What you are seeing is the scheduler using statically known knowledge, which results in an overly conservative build order, as I mentioned in my previous reply.
Key to understanding the process is that the build scheduler groups together devices into level sets statically at the start of the build process.
In the image you posted above, in that small subset of devices, the curve device will build first; the first expander and inverter will build together; the second expander will build by itself; then the combiner will build.
In reality, of course, the inverter will build almost immediately, which means the second expander has everything it needs to start building, but it does not. So you see each expander slowly building by itself.
This is not a bug, but an engineering trade-off – static build order makes the builder much simpler to create (no cross-thread communication is needed), and overwhelmingly the slow devices in WM will be erosion, blur, thermal erosion – all things that are multithreaded. Instead of idling, the extra cores usually will go to finishing off the current device, which is superior in the presence of multithreaded devices. Only with single-threaded devices does this deficiency become notable. Since most of the time the static builder doesn’t appreciably increase build times, there has been no need to sink significant effort into improving it.

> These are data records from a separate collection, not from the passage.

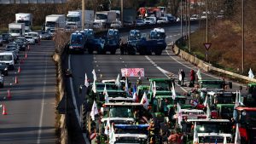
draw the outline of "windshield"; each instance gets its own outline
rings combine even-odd
[[[12,55],[0,55],[0,60],[12,60]]]
[[[224,137],[222,136],[200,136],[199,143],[223,143]],[[231,139],[227,137],[227,143],[230,143]]]
[[[68,16],[67,17],[67,21],[79,21],[80,18],[78,17],[73,17],[73,16]]]
[[[71,44],[82,44],[83,43],[83,36],[73,34],[71,36]]]
[[[47,21],[45,26],[47,27],[55,27],[56,22],[54,21]]]
[[[25,26],[31,26],[31,22],[29,20],[17,20],[17,23],[25,23]]]
[[[201,88],[222,89],[223,82],[219,81],[203,81],[201,82]]]
[[[134,108],[132,107],[110,107],[110,118],[133,118]]]
[[[9,30],[10,33],[20,33],[21,31],[20,29],[10,29]]]
[[[230,133],[230,125],[227,122],[196,122],[198,133]]]
[[[96,18],[95,20],[107,20],[108,15],[105,14],[96,14]]]

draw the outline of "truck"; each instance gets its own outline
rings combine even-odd
[[[109,26],[113,21],[120,20],[120,11],[98,11],[95,14],[95,20],[93,23],[94,28],[103,28]]]
[[[67,14],[66,26],[68,29],[82,27],[82,10],[68,11]],[[85,27],[91,28],[94,20],[94,11],[84,10],[84,24]]]
[[[32,28],[32,14],[30,13],[15,14],[15,23],[25,23],[25,32],[30,32]]]
[[[10,23],[9,24],[9,33],[12,38],[25,35],[25,23]]]
[[[51,14],[45,17],[45,31],[65,28],[65,14]]]

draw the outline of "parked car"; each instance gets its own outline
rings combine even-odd
[[[3,76],[8,76],[8,66],[4,62],[0,62],[0,72]]]
[[[39,37],[38,32],[28,32],[28,36],[33,37],[33,38],[35,39],[36,43],[39,43],[40,37]]]
[[[27,44],[35,45],[36,42],[32,36],[25,36]]]
[[[2,35],[0,35],[0,46],[2,47],[3,46],[3,37]]]
[[[119,20],[113,21],[110,24],[110,27],[111,28],[116,28],[116,29],[121,28],[122,27],[122,22],[119,21]]]
[[[154,16],[149,16],[149,17],[146,17],[145,19],[145,24],[148,24],[148,25],[154,25],[156,24],[156,17]]]
[[[5,43],[10,43],[12,40],[12,36],[9,33],[3,33],[2,37],[3,37],[3,42]]]
[[[145,21],[143,19],[137,19],[136,20],[135,26],[144,26]]]
[[[169,22],[169,20],[168,20],[167,17],[160,17],[157,20],[158,24],[166,24],[168,22]]]
[[[26,45],[27,45],[27,41],[25,37],[17,37],[15,40],[16,43],[20,46],[20,50],[25,51]]]
[[[41,33],[39,34],[39,37],[40,37],[40,39],[44,39],[44,40],[51,40],[52,39],[52,35],[48,31],[42,31]]]

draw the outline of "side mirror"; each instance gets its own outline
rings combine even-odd
[[[232,82],[229,82],[230,89],[232,89]]]

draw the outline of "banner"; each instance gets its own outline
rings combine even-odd
[[[122,68],[122,77],[145,77],[144,68]]]

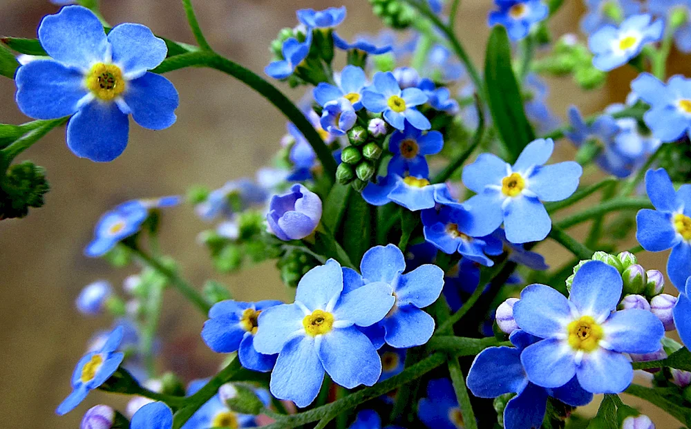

In fact although it would be nice to improve the builder to dynamic ordering, in terms of engineering time it would be much faster to multi-thread the remaining slow devices and get better performance to boot, then design, test, and debug a new build system.
One possible interim work-around is to insert “spacer” devices in the network to line things up the way you want them; for example a clamp or a checkpoint device inserted to balance the flow will make both expanders build at the same time. I don’t generally recommend doing this (it’s rarely worth it), but if your network is being scheduled in a very frustrating way it might be worth it.
It is very little work to multithread the expander device; I’ll see if I can bump that up the priority list for you.